Nhimbes: An effective tool to achieve inclusive peace and reconciliation

Source: 12 June 2019Democracy, Human Rights

The 2008 harmonized elections and the subsequent presidential re-run in Zimbabwe left a trail of destruction to property, human life, displacements, and a buttered social fabric. More than 500 people lost their lives after the country’s bloodiest elections that saw unprecedented levels of politically-motivated violence mainly targeting opposition political party members and activists, human rights defenders, and the general citizens.

The massively divided communities were yelling for a response, reorientation and redirection towards sustainable social cohesion building and Heal Zimbabwe emerged as one of the champions in that regard. In the aftermath of the 2008 political violence, Heal Zimbabwe targeted 15 districts that had recorded the highest number or cases of human rights violations in the past electoral violence episodes dating back to the 2002 presidential elections. The target districts are Murehwa, Mutoko, Tsholotsho, Gokwe North, Gokwe south, Zaka, Gutu, Buhera, Mbire, Mazowe, Chipinge, Mutasa, Makoni, Bikita and Muzarabani.

From 2010-2018, Heal Zimbabwe utilized nhimbes or neutral collaborative platforms as one of the strategies to rally communities ravaged by violence together for dialogue, effective peace and reconciliation. Nhimbes are neutral platforms where people from diverse social-economic and political groupings come together to work as a community for the common good of their community or village. Nhimbes are also an organic Indigenous Knowledge System (IKS) that follows the traditional practice of bringing together people to work as a community under the direction of a Traditional leader. These platforms promote a culture of working together, build social cohesion and help cement a sense of community and unity among community members.

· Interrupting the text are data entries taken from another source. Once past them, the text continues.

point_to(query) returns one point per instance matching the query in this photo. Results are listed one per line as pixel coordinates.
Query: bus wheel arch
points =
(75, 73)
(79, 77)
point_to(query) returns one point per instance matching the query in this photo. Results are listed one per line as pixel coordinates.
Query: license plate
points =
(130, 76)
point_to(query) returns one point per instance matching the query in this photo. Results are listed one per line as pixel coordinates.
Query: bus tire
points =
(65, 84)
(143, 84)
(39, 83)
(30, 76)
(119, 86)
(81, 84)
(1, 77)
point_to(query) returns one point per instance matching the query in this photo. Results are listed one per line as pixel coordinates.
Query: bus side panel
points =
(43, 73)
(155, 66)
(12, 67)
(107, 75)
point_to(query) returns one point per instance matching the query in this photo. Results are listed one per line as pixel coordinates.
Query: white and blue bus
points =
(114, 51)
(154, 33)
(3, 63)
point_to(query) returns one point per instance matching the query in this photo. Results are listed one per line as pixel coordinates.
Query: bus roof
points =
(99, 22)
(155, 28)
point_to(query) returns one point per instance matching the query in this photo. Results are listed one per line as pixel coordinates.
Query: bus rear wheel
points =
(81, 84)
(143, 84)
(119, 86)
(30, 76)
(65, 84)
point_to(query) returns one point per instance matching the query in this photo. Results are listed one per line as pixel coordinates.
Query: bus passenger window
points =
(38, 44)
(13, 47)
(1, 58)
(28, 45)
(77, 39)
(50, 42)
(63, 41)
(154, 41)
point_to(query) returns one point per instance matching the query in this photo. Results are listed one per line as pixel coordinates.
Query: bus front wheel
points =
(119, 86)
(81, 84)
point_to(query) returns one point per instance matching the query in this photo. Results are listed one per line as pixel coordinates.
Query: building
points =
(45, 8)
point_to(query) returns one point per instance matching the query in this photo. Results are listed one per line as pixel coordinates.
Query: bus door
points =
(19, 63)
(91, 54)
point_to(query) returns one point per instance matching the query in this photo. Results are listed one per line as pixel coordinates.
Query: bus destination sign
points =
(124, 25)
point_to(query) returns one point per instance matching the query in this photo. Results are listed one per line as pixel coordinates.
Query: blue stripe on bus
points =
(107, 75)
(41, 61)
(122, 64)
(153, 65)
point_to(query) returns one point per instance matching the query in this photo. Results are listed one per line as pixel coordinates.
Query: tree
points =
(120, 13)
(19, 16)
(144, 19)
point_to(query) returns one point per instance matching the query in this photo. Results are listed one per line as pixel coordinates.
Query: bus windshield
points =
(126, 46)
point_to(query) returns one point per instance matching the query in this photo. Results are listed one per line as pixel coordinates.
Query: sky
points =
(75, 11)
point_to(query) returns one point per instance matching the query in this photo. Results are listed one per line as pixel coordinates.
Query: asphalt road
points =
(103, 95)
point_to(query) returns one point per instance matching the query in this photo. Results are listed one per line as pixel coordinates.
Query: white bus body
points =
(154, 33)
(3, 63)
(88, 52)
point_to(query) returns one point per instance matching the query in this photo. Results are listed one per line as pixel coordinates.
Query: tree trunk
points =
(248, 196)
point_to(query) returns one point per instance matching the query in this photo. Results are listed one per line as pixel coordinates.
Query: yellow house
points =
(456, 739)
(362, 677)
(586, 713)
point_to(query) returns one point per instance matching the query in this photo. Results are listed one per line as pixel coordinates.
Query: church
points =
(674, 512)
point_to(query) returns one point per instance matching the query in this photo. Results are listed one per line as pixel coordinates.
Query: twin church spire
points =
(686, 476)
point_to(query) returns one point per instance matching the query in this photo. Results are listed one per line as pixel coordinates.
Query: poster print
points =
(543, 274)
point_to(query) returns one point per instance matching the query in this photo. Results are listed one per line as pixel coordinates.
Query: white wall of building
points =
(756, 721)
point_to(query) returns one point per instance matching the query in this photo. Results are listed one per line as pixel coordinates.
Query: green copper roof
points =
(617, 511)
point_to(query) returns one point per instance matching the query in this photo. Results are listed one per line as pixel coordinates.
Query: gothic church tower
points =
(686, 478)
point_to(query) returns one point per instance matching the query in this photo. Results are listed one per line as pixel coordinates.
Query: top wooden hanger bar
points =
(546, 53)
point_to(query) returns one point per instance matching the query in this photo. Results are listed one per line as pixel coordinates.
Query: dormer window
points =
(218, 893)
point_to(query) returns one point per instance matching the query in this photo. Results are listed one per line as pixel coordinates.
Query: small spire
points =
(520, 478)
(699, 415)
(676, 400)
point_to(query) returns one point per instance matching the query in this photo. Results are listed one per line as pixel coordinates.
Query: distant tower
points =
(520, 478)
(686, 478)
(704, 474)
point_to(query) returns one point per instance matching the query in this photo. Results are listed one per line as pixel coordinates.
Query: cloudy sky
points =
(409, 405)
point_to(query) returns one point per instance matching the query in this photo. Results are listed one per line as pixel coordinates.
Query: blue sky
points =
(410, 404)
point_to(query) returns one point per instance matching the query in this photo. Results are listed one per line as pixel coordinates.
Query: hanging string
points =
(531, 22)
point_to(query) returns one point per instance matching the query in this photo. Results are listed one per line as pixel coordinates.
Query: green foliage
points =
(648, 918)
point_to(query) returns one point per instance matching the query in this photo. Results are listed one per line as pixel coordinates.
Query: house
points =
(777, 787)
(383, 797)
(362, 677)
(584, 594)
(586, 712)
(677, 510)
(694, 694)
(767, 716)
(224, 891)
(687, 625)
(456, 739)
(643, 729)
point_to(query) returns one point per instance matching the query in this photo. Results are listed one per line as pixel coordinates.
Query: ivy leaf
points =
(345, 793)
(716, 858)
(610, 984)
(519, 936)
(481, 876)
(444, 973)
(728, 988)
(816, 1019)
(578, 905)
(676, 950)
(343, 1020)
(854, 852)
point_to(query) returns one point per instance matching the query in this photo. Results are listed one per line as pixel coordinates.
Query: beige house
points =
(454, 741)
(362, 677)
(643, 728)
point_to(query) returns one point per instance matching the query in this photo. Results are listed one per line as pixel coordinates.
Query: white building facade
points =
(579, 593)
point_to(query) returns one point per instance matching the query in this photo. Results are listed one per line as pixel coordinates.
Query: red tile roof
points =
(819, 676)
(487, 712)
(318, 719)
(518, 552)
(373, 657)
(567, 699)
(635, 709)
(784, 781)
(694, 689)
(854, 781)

Heal Zimbabwe Trust has so far managed to facilitate and a total of 1670 collaborative neutral platforms where over 50000 people from diverse socio-economic and political groupings came to work together as a way of building relations and promoting unity of purpose while collectively developing themselves and their areas. In essence, the nhimbes provided the target communities with a common platform to practically work on community cohesion and integration using the already existing networks for effective penetration and rallying of community members together for a refreshing process of finding each other again. They also provide platforms for communities to dialogue on key issues as well as appreciate the need for peaceful resolution and mitigation of conflicts which also feed into the higher organizational goal of improved capacity of communities to document, mitigate and manage conflict to prevent the recurrence of violence and intimidation.

The nhimbes were organized by 67 Community Peace clubs, 30 Women Safe Spaces for Reconciliation (WSSR) and 10 Community Based Organizations (CBOs) that Heal Zimbabwe established and is working with in the target communities. Authority from the traditional leaders was sought by the community peace structures before conducting the nhimbes and in some cases, the police were also notified. About 17879 community leaders participated in the collaborative processes including Traditional leaders, local councilors, and Ward Development Committees (WADCO) and Village Development Committee (VIDCO) members. Nhimbes took several forms including traditional farming collaborations from planting to harvesting, road maintenance, and various other community developmental projects.

In the target communities that HZT is operating in, a total of 1973 conflict mediation sessions were successfully conducted between 2010 and 2018. The 10 CBOs that HZT is working with mediated a combined total of 1 081 conflict cases in the target communities and again the conflict mediation sessions were initiated at the collaborative neutral platforms. These cases varied from family disputes, political conflicts, social conflicts and religious conflicts. The CBOs managed to resolve conflicts that had the potential of degenerating into open violence and this contributed effectively to peaceful coexistence within target communities. A survey carried out by HZT in 2018 revealed that about 70% of survivors of past violence assisted by the organization in target areas have taken steps to reconcile with perpetrators of violence or their relatives. Steps taken include publicly forgiving perpetrators and jointly agreeing to embrace forgiveness and participate in peace initiatives. This is largely attributed to initiatives such as the nhimbes that have helped in the provision of platforms for dialogue between the survivors and perpetrators.

Through initiatives such as the nhimbes, the organization has managed to rehabilitate survivors of politically motivated violence to regain their confidence in participating in democratic processes. Sixty two (19 women and 43 men) survivors of politically motivated violence who have been working with HZT since 2010 ran for various political offices during the 2018 harmonized elections. 23 of them won elections in various capacities. Heal Zimbabwe Trust has learnt that riding on indigenous knowledge systems and employing traditional approaches such as the nhimbes is a very effective way of ensuring community ownership of peace and reconciliation efforts and ultimately the building of social cohesion in polarized communities. In the same vein, involving traditional leaders in such efforts is fundamental to achieving the desired objectives as their buy-in is critical to community participation and sustainability of such initiatives.